El cielo de España está muy alto, muy lejos de España, como dice Waldo Franken su Virgin Spain, pero este suelo mesetario anhela la luz pura y limpia y para iluminarse con ella se ha elevado ochocientos metros y se ha expuesto a una endiablada meteorología, dura y tenaz, que lo somete desde temperaturas abrasadoras hasta fríos casi glaciales y la azotan constantemente unos fuertes vientos, que en pocas ocasiones son ábregos, haciendo que todo ello casi la desertice y modele un paisaje ascético, elemental, que también posee una original y auténtica belleza, de “mar de cuero”, lo definió Neruda.
Este paisaje elemental y bellísimo en su aridez ha sido magistralmente descrito en su obra por nuestro literato González Egido, así como la vida, dichas, penas y circunstancias existenciales de sus moradores.
Es consolador que los médicos, cuando ya nos jubilamos y tenemos tiempo para pasear como insistentemente nos recuerda nuestro cardiólogo, tropecemos a cada momento con personas que guardan de nosotros cariñosos y emocionados recuerdos por nuestra actuación ejerciendo esta bella, dura, maravillosa y hasta heroica profesión y que nos sirven de lenitivo para remontar nuestra vejez.

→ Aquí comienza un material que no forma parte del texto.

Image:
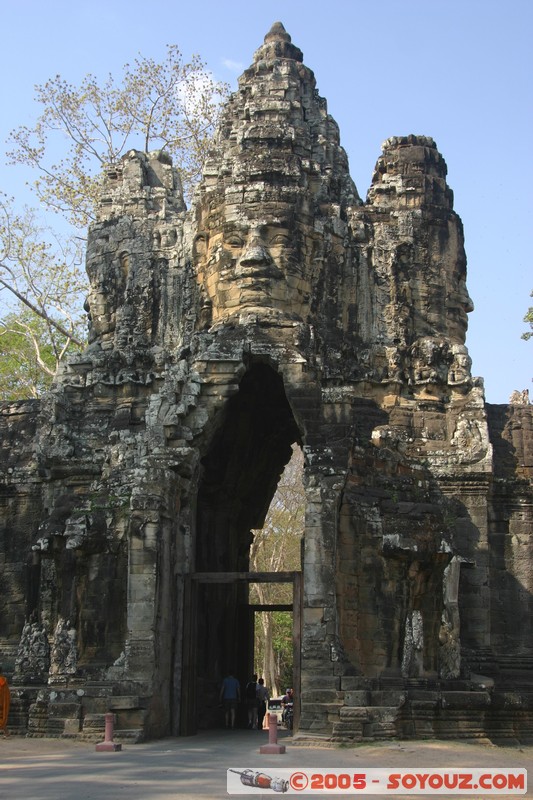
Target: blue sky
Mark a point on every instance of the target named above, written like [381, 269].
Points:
[457, 70]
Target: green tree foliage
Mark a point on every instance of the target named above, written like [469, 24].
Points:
[41, 288]
[529, 318]
[29, 355]
[276, 547]
[172, 106]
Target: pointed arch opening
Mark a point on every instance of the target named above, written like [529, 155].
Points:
[241, 470]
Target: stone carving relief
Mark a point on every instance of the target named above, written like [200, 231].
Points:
[33, 657]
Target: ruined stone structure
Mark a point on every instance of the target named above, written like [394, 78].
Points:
[280, 309]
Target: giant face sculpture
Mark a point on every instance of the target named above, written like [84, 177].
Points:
[255, 266]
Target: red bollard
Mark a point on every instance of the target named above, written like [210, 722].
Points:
[108, 745]
[272, 747]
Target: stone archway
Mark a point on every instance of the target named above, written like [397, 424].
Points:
[239, 474]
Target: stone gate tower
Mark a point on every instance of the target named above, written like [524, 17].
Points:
[280, 309]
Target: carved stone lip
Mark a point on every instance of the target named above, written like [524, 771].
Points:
[263, 272]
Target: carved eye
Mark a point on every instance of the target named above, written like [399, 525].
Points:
[279, 239]
[234, 241]
[200, 244]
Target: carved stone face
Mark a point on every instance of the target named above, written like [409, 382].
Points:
[256, 267]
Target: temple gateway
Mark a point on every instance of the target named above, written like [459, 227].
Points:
[280, 310]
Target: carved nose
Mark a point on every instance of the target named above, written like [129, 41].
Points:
[255, 254]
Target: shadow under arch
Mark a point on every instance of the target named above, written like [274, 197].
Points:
[240, 471]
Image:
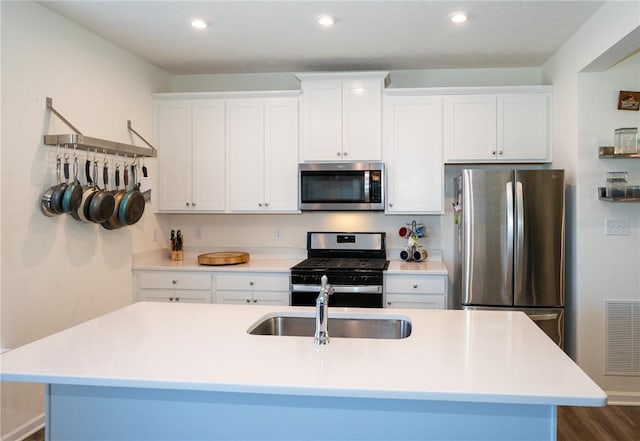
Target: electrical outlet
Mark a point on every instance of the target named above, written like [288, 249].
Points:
[617, 227]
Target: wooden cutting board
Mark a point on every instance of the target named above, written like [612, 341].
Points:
[223, 258]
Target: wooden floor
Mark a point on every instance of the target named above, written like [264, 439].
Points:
[610, 423]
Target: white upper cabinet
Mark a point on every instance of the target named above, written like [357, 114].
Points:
[341, 116]
[262, 152]
[503, 127]
[190, 137]
[413, 154]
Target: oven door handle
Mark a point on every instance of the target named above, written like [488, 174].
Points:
[358, 289]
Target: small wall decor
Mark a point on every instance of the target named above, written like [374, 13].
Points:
[628, 100]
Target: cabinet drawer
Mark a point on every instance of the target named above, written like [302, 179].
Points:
[174, 280]
[416, 284]
[414, 301]
[253, 282]
[167, 295]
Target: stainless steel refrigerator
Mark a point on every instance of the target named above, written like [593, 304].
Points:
[510, 244]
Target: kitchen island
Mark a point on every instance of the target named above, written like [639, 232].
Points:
[183, 371]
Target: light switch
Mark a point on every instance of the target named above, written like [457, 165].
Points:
[617, 227]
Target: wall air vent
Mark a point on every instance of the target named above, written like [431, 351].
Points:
[622, 337]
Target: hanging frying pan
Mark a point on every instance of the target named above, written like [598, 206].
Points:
[58, 193]
[114, 222]
[102, 202]
[73, 193]
[132, 204]
[88, 191]
[45, 201]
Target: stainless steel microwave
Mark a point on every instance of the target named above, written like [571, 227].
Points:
[341, 186]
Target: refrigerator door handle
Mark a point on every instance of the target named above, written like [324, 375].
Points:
[519, 254]
[543, 317]
[510, 231]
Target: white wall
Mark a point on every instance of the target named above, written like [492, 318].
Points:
[585, 116]
[397, 78]
[57, 272]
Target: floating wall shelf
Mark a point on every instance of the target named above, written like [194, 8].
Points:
[82, 142]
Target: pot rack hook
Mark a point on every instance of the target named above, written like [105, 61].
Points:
[62, 118]
[139, 136]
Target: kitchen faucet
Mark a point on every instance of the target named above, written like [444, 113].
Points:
[321, 336]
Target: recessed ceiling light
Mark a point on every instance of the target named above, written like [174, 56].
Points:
[458, 17]
[198, 23]
[326, 20]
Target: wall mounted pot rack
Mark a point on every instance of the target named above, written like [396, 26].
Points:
[87, 143]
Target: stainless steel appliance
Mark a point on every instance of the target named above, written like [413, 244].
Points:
[353, 263]
[336, 186]
[510, 244]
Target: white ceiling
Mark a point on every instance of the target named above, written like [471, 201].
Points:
[283, 36]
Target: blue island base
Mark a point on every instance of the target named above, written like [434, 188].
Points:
[109, 413]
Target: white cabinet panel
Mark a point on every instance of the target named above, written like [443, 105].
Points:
[341, 117]
[507, 127]
[470, 127]
[523, 127]
[415, 291]
[253, 288]
[262, 146]
[413, 154]
[190, 138]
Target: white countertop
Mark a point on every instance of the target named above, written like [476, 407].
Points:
[159, 260]
[479, 356]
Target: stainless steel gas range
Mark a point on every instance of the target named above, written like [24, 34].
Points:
[353, 263]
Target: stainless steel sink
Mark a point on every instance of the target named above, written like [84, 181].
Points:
[383, 327]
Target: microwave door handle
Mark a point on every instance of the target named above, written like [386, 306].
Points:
[367, 186]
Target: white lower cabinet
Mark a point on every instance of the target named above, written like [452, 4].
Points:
[173, 286]
[415, 291]
[253, 288]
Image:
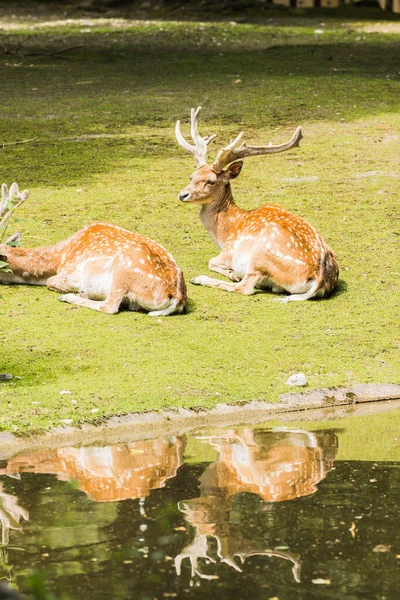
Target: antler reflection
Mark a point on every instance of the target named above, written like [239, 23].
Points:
[10, 514]
[276, 465]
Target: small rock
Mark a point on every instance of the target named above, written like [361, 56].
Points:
[5, 376]
[381, 548]
[299, 379]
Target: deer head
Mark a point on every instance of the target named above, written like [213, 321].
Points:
[209, 182]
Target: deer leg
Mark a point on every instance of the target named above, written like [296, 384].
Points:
[101, 305]
[246, 286]
[219, 265]
[63, 282]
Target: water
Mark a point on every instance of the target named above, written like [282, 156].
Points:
[302, 512]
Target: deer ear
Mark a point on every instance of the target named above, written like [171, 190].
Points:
[234, 169]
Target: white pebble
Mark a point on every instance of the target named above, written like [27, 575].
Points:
[299, 379]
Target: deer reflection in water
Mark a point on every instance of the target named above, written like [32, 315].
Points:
[275, 465]
[10, 515]
[104, 474]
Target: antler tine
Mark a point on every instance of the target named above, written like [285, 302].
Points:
[4, 198]
[199, 149]
[233, 152]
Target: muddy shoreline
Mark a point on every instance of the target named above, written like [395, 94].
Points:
[309, 405]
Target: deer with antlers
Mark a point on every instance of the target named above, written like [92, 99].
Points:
[102, 266]
[267, 247]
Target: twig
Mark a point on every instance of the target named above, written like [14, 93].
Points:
[21, 142]
[54, 51]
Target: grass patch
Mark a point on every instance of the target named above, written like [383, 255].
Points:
[102, 115]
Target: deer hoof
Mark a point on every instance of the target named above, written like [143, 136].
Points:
[65, 297]
[282, 300]
[201, 280]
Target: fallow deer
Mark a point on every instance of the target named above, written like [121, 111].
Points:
[267, 247]
[103, 267]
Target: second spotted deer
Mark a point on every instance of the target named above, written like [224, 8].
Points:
[103, 267]
[268, 247]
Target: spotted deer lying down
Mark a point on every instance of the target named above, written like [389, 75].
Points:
[268, 247]
[103, 267]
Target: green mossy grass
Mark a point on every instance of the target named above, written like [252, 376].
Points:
[102, 115]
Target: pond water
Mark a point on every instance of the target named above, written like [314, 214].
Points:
[279, 511]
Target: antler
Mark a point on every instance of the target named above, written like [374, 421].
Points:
[235, 150]
[199, 150]
[7, 204]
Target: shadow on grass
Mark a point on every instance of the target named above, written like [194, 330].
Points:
[83, 114]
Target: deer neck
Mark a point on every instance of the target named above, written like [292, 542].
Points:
[220, 217]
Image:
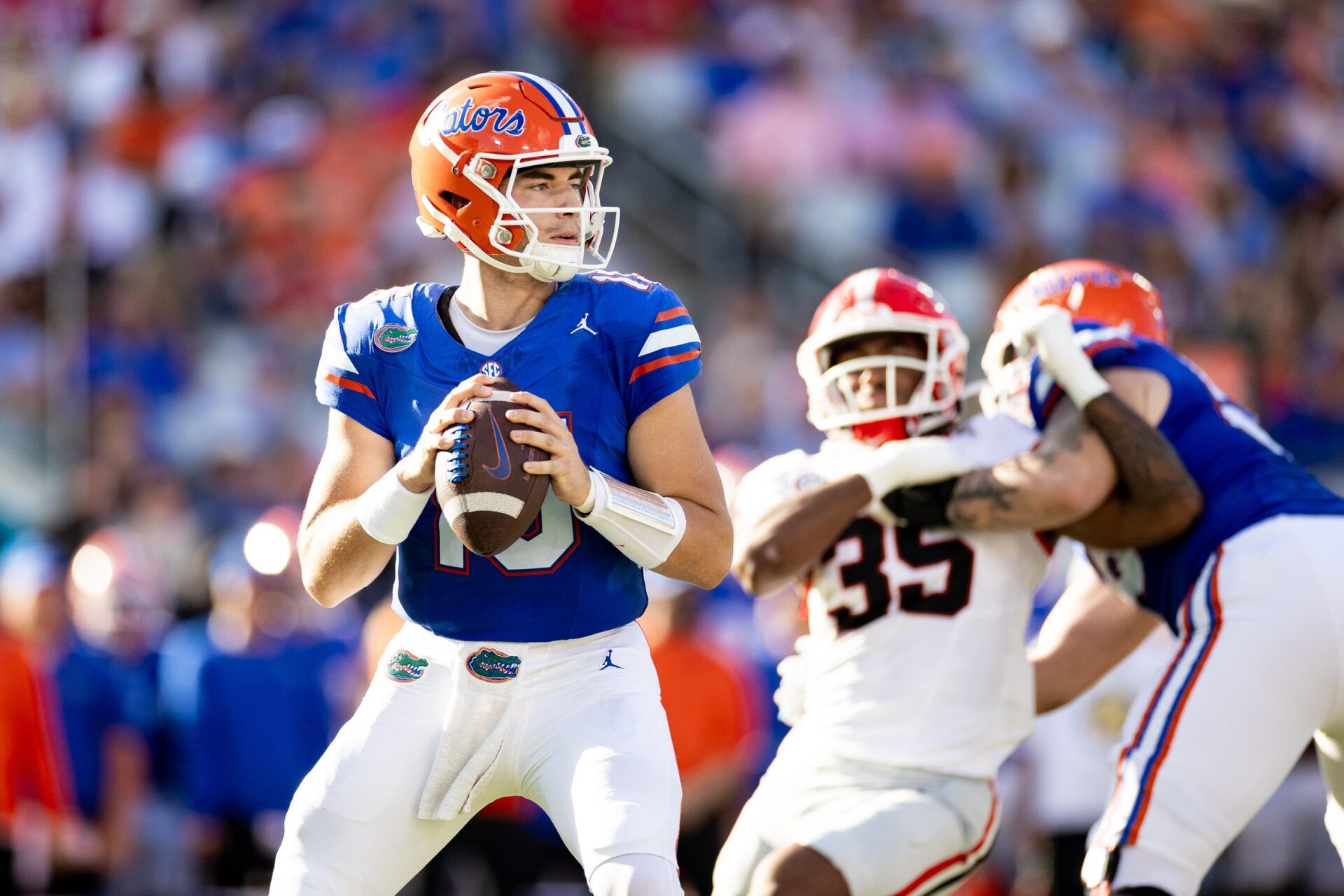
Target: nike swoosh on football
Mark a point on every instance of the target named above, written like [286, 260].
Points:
[500, 451]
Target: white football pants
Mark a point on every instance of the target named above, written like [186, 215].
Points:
[888, 830]
[1259, 673]
[588, 742]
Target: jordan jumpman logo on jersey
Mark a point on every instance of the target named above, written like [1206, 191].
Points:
[584, 327]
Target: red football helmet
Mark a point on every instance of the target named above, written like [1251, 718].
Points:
[467, 152]
[882, 300]
[1088, 290]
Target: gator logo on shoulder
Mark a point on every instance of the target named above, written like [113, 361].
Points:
[394, 337]
[406, 666]
[491, 665]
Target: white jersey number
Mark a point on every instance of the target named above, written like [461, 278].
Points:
[913, 551]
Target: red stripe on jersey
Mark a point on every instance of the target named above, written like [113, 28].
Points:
[1180, 706]
[663, 362]
[960, 858]
[351, 384]
[670, 314]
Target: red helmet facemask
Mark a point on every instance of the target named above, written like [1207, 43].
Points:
[881, 301]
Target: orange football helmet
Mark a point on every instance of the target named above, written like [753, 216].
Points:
[467, 152]
[1088, 289]
[882, 300]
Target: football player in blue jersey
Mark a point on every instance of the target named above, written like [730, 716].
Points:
[521, 673]
[1252, 589]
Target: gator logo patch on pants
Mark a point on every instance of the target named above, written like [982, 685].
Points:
[488, 664]
[406, 666]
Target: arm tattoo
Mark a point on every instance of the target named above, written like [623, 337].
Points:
[1149, 470]
[979, 500]
[1007, 495]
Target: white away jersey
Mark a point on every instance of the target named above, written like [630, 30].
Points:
[917, 653]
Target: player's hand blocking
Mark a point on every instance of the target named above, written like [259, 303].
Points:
[1050, 331]
[569, 475]
[416, 470]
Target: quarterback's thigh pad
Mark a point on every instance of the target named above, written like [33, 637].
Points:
[353, 827]
[610, 783]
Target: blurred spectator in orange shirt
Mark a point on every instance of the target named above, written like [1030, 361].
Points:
[30, 771]
[713, 720]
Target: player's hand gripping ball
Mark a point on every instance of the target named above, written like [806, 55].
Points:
[487, 496]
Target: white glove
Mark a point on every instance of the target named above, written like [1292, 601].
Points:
[1050, 331]
[927, 458]
[793, 682]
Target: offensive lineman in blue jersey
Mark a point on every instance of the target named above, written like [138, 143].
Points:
[1252, 587]
[522, 673]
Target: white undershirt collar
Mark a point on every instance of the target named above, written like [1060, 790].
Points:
[476, 337]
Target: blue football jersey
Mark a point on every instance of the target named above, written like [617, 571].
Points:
[1245, 476]
[603, 349]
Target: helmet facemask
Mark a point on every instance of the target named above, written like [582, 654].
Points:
[514, 232]
[834, 402]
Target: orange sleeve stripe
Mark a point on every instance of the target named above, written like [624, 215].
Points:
[672, 312]
[350, 384]
[663, 362]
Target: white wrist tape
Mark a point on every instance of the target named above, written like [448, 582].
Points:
[387, 510]
[643, 526]
[929, 458]
[1078, 378]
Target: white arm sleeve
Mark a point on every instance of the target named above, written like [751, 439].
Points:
[643, 526]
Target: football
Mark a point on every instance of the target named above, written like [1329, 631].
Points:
[487, 498]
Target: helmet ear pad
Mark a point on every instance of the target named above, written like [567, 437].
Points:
[470, 210]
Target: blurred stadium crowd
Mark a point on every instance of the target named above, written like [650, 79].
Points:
[188, 187]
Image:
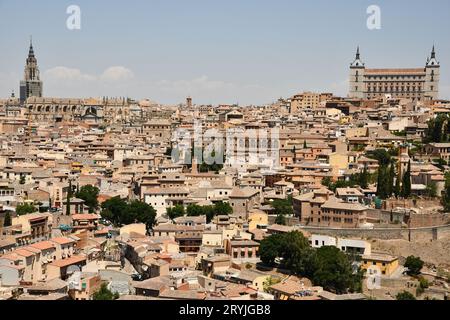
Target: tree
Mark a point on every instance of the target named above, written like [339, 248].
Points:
[104, 293]
[270, 248]
[7, 220]
[431, 189]
[406, 182]
[280, 219]
[194, 210]
[446, 196]
[69, 195]
[327, 182]
[222, 208]
[141, 212]
[89, 194]
[114, 209]
[334, 270]
[397, 188]
[382, 183]
[391, 177]
[270, 281]
[405, 295]
[25, 208]
[175, 212]
[414, 265]
[364, 178]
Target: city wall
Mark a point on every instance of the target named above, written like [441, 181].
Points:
[412, 234]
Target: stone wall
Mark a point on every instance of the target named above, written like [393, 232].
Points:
[412, 234]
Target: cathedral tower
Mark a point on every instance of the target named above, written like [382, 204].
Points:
[31, 85]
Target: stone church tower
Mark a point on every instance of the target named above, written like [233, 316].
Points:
[31, 86]
[356, 81]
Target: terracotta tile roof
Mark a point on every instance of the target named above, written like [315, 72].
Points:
[62, 240]
[43, 245]
[69, 261]
[395, 71]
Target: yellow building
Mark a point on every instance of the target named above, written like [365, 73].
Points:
[257, 218]
[378, 263]
[338, 161]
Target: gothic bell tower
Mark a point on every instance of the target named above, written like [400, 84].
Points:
[31, 85]
[356, 81]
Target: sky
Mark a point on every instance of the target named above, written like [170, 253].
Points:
[218, 52]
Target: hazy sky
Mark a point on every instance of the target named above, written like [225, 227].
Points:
[245, 51]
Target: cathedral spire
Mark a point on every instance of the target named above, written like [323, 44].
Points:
[357, 62]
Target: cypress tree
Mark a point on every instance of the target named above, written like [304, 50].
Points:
[391, 176]
[382, 182]
[397, 189]
[364, 178]
[69, 195]
[7, 220]
[406, 183]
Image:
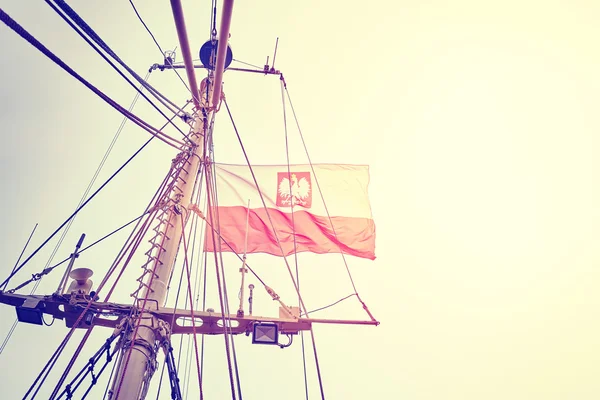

No es necesario firmar este artículo, del que soy coprotagonista, pero sí quiero fecharlo ya que lo acabo el 17 de septiembre de 2005, día de mi 90 cumpleaños.
Quiero pedir a don Luciano indulgencia plenaria por mi osadía. He empleado tres veces esta odiada palabra. Quizá goce flagelándome con ella, y demostrar mi impericia parodiando algún mal verso asturiano: ¡Quién supiera escribir!